Compare molecular and crystal structures
Introduction
This page contains a set of examples that shows how to compare molecular and crystal structures using critic2.
There are different comparison methods available, depending on whether molecules or crystals are being compared but, in general, they all render a numerical value for the similarity of a chosen pair of structures, and it is up to the user to then decide whether the structures are considered “the same” or “different” for the given similarity value. The interface to the comparison methods is the COMPARE keyword in general and COMPAREVC for comparisons between crystal structures allowing for cell distortions. We focus on COMPARE for now.
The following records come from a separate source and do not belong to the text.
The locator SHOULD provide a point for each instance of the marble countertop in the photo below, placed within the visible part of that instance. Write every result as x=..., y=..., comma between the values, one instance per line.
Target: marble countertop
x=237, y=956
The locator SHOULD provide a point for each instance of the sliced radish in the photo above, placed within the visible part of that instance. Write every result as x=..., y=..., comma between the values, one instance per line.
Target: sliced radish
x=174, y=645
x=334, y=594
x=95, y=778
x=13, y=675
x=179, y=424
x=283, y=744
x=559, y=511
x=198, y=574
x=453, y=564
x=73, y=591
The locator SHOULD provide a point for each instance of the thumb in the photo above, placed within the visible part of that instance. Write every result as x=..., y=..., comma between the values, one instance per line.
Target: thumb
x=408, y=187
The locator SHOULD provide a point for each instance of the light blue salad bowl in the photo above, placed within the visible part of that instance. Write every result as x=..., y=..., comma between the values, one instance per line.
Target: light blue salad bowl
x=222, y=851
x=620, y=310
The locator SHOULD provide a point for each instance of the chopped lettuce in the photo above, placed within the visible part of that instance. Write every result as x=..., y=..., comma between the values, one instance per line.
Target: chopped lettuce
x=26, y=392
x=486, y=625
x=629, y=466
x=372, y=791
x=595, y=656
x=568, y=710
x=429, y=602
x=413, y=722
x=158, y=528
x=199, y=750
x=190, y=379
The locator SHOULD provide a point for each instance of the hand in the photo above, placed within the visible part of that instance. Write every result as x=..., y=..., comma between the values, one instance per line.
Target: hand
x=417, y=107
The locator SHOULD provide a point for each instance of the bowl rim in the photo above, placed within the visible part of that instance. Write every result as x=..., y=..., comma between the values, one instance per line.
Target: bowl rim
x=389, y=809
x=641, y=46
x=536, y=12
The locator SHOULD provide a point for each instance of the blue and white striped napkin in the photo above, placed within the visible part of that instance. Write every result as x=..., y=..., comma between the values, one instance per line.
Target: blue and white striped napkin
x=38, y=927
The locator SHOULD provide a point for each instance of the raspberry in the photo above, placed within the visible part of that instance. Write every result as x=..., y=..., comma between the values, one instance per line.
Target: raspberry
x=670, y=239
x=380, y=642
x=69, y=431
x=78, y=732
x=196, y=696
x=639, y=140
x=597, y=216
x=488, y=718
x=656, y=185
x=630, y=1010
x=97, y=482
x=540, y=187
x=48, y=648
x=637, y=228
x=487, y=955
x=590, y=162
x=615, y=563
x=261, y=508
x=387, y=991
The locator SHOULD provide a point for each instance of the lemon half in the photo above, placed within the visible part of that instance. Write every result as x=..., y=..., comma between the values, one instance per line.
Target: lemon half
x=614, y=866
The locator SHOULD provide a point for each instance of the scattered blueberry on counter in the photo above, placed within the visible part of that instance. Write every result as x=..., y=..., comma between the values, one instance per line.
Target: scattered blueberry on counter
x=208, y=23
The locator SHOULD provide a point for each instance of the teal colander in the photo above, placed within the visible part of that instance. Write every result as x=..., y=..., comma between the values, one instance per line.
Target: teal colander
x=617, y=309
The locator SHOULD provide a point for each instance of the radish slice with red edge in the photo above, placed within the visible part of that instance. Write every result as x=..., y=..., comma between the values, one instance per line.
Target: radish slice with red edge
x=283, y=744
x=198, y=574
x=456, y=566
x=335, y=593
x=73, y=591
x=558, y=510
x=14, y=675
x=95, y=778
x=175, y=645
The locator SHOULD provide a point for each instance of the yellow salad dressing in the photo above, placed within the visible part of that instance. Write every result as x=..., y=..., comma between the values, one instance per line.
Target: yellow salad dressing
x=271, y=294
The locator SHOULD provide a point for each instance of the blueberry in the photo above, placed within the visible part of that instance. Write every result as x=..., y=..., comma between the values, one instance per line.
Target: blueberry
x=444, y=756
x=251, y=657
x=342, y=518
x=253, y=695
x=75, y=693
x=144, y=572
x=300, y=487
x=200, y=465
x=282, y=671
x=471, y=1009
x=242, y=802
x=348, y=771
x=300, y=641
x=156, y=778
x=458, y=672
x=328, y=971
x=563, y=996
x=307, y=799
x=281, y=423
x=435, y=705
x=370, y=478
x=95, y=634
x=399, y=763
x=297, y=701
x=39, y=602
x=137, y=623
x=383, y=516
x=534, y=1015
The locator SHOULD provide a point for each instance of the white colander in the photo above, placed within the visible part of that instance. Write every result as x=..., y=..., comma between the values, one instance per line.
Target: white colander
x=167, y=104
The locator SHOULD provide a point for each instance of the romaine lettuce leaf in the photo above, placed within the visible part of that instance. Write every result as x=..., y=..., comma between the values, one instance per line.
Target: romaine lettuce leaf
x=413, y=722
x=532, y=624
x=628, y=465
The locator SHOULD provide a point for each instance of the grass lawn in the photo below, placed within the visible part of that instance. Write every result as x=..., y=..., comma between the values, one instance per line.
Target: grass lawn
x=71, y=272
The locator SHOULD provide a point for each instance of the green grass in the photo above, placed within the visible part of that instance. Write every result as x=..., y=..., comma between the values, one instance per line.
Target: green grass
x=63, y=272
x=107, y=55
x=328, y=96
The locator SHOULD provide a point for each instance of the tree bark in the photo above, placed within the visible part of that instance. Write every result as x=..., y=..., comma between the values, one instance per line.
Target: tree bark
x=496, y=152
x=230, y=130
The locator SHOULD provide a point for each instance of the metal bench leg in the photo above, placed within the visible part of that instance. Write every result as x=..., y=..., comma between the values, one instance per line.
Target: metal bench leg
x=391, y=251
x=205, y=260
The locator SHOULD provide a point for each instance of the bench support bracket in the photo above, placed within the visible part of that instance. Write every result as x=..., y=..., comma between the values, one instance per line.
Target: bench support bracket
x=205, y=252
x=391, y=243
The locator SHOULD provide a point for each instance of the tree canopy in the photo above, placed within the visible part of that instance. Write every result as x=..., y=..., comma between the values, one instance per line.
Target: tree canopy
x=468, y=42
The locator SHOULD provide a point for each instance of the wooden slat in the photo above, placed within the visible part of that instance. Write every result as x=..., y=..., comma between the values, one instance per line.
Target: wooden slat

The simplest way to use the COMPARE keyword is to simply list the structures after the keyword:
COMPARE file1.xyz file2.cif file3.in . file4.out
where any of the formats supported by critic2
are allowed and .
represents the system that has been loaded by a
previous CRYSTAL or
MOLECULE command.
Comparing Molecules
Atoms Are in the Same Order
There are several different ways of comparing molecules. The most
important point to note about molecular comparison is whether the atomic
sequence is the same in all the structures being compared, that is, if
the atoms and their coordinates as they appear in the corresponding
structure files can be assumed to be in the same order. If this is the
case, then the comparison is much simpler and you should use the
SORTED keyword. For instance, the HIS_TYR_HIS
molecule in the
example contains a tripeptide from the
PEPCONF library. The three
variants of this structure are:
-
HIS_TYR_HIS_0.xyz
: the original structure calculated at the LC-wPBE-XDM/aug-cc-pVTZ level of theory. -
HIS_TYR_HIS_0-rattle.xyz
: the same structure with a 0.02 standard deviation rattle imposed using ASE. -
HIS_TYR_HIS_0-sto3g.xyz
: the same structure after relaxation with B3LYP/STO-3G.
(The choice of xyz
as the format for these files is immaterial; any
format accepted by critic2 can be used.)
Neither the rattle nor the geometry relaxation alter the order of the
atoms in this molecule, and therefore the comparison can be carried
out assuming the atomic sequence is the same, with:
compare sorted HIS_TYR_HIS_0-sto3g.xyz HIS_TYR_HIS_0-rattle.xyz HIS_TYR_HIS_0.xyz
For a given pair of molecules, the comparison is carried out by translating the centers of mass of both molecules to the origin and then finding the rotation that brings one of them in closest agreement with the other in the least-squares sense. The output is:
* COMPARE: compare structures
Molecule 1 : HIS_TYR_HIS_0-sto3g.xyz
Molecule 2 : HIS_TYR_HIS_0-rattle.xyz
Molecule 3 : HIS_TYR_HIS_0.xyz
# Assuming the atom sequence is the same in all molecules.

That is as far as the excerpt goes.